Beforehand, I wanted to mention that throughout your work you do generally stick quite closely to the principles of the sausage method when constructing your legs, but there are some cases - like this praying mantis where you're more prone to breaking away from it, especially in the placement of your contour lines. Remember that the sausage method diagram does specifically state not to place contour lines anywhere but at the joint between sausages.

The key to keep in mind here is that the sausage method is not about capturing the legs precisely as they are - it is about laying in a base structure or armature that captures both the solidity and the gestural flow of a limb in equal measure, where the majority of other techniques lean too far to one side, either looking solid and stiff or gestural but flat.

Once in place - and this is where we get back to how to capture those additional structural details using additive construction - we can then build on top of this base structure with more additional forms as shown here, here, in this ant leg, and even here in the context of a dog's leg (because this technique is still to be used throughout the next lesson as well).

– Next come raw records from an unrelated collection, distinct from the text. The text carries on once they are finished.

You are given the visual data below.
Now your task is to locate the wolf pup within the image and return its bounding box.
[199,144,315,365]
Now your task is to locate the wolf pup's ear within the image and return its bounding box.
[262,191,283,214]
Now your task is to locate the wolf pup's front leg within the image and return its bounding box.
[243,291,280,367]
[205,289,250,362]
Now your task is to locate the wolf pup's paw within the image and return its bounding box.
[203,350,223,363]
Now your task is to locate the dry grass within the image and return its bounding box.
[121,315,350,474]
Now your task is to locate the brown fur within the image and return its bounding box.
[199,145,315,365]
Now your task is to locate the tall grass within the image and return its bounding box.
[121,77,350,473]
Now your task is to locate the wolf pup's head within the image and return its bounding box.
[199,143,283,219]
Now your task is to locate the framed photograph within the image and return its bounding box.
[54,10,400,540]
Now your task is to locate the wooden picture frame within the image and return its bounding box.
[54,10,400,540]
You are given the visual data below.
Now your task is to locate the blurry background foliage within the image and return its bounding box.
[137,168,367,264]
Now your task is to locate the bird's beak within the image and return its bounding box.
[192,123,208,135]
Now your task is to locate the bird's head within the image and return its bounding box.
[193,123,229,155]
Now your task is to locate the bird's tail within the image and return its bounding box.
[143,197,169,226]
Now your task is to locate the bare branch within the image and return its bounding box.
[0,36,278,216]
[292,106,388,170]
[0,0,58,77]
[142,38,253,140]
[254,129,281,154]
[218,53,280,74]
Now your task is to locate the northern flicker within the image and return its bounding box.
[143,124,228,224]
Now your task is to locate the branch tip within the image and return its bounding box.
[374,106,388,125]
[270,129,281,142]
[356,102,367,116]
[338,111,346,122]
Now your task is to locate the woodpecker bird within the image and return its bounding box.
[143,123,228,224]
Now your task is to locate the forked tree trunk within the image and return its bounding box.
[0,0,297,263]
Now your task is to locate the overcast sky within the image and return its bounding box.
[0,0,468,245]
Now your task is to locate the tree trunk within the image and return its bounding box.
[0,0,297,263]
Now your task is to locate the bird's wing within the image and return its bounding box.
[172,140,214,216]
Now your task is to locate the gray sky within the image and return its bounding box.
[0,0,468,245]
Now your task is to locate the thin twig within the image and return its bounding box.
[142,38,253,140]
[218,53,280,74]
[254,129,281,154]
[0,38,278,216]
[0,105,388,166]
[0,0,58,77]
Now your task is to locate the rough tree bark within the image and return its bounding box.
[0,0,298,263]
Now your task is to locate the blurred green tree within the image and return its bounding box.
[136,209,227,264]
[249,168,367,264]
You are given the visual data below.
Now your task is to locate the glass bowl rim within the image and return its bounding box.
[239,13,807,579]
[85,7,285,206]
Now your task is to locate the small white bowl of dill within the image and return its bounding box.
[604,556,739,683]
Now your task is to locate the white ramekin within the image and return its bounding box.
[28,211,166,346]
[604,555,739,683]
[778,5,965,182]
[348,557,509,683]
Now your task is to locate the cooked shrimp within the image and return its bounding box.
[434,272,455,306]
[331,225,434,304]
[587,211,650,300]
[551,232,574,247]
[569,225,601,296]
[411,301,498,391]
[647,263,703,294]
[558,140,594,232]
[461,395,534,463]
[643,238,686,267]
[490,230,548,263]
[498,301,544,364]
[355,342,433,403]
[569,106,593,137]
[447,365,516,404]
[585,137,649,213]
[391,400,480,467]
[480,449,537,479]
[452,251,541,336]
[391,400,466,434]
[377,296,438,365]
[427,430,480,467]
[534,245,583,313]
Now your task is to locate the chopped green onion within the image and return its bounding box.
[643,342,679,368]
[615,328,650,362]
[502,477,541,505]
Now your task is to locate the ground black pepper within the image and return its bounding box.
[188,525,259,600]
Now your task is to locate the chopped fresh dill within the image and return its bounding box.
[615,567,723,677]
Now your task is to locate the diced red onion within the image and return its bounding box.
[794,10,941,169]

One last thing I want to recommend is that when you work with filled areas of solid black, I've found that, given the specific restrictions of our tools in this course, it's best to limit how we use those kinds of tools. That is, the tool being shapes that are filled with black. Generally speaking the viewer, given the fact that we're working in strict black and white, will generally assume that what they're looking at when seeing a filled black shape, is a cast shadow - at least on a subconscious level. If however it's not meant to be a cast shadow, then their conscious brain gets involved a little more, going through the different possibilities and eventually figuring out what it was meant to convey.

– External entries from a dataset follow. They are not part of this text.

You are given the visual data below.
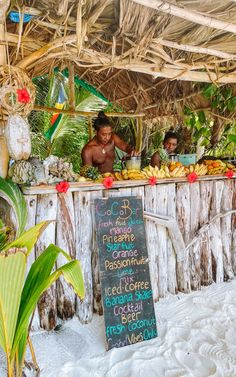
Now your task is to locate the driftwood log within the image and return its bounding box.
[1,178,236,329]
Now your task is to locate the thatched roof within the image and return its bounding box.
[0,0,236,117]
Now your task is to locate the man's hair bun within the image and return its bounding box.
[98,111,108,119]
[93,111,112,131]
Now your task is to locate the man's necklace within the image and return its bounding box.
[97,141,106,154]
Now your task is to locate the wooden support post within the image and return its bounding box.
[0,0,10,178]
[68,62,75,111]
[135,118,143,152]
[88,117,93,140]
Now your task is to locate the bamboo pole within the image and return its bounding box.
[133,0,236,34]
[88,117,93,140]
[135,118,143,152]
[153,39,236,60]
[68,62,75,111]
[0,0,10,178]
[33,105,145,118]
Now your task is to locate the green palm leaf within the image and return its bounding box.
[0,177,27,236]
[11,245,84,359]
[0,219,10,251]
[0,252,26,355]
[2,221,51,256]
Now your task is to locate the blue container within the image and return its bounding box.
[178,153,197,166]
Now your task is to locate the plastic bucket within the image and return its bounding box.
[178,153,197,166]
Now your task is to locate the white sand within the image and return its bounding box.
[0,280,236,377]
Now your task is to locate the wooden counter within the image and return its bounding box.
[1,176,236,329]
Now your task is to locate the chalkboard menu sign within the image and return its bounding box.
[95,196,157,349]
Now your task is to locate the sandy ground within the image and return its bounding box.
[0,280,236,377]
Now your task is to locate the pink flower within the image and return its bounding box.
[102,177,113,189]
[148,176,157,186]
[56,181,70,192]
[17,88,30,103]
[225,169,234,178]
[187,171,198,183]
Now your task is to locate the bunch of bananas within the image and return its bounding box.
[189,164,208,175]
[142,165,170,178]
[170,165,188,178]
[203,160,227,175]
[114,169,146,181]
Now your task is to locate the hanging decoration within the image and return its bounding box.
[5,114,31,160]
[0,65,35,116]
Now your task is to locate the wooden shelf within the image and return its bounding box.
[22,174,236,195]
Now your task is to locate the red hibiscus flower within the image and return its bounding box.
[56,181,70,192]
[187,171,198,183]
[17,88,30,103]
[102,177,113,189]
[148,177,157,186]
[225,169,234,178]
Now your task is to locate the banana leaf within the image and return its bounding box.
[0,252,26,355]
[11,245,85,364]
[2,221,51,256]
[0,177,27,237]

We really do want to avoid having the viewer take extra steps. Whatever they can pick up on subconsciously, and whatever can diminish that potential confusion, is definitely something to consider. In the case of your drawings, I would generally recommend that you not capture any local surface colours - for example, filling in the eyes with black, or filling in markings (although I actually do this myself in the Lesson 5 intro video - just another one of those things that I've come to realize over the course of thousands of critiques). Since we can't actually capture any other surface colours, and are restricted just to black and white, technically filling in darker colours with black doesn't allow us to work in a consistent manner, so it can cause some visual confusion. Best to treat everything like it's covered in the same flat white.

And that about covers it! As a whole, you're knocking it out of the park. So, keep these points in mind and I'll go ahead and mark this lesson as complete.

Next Steps:

Feel free to move onto lesson 5.

This critique marks this lesson as complete.
12:50 AM, Saturday May 21st 2022

Thank you for the feedback, it was very helpful.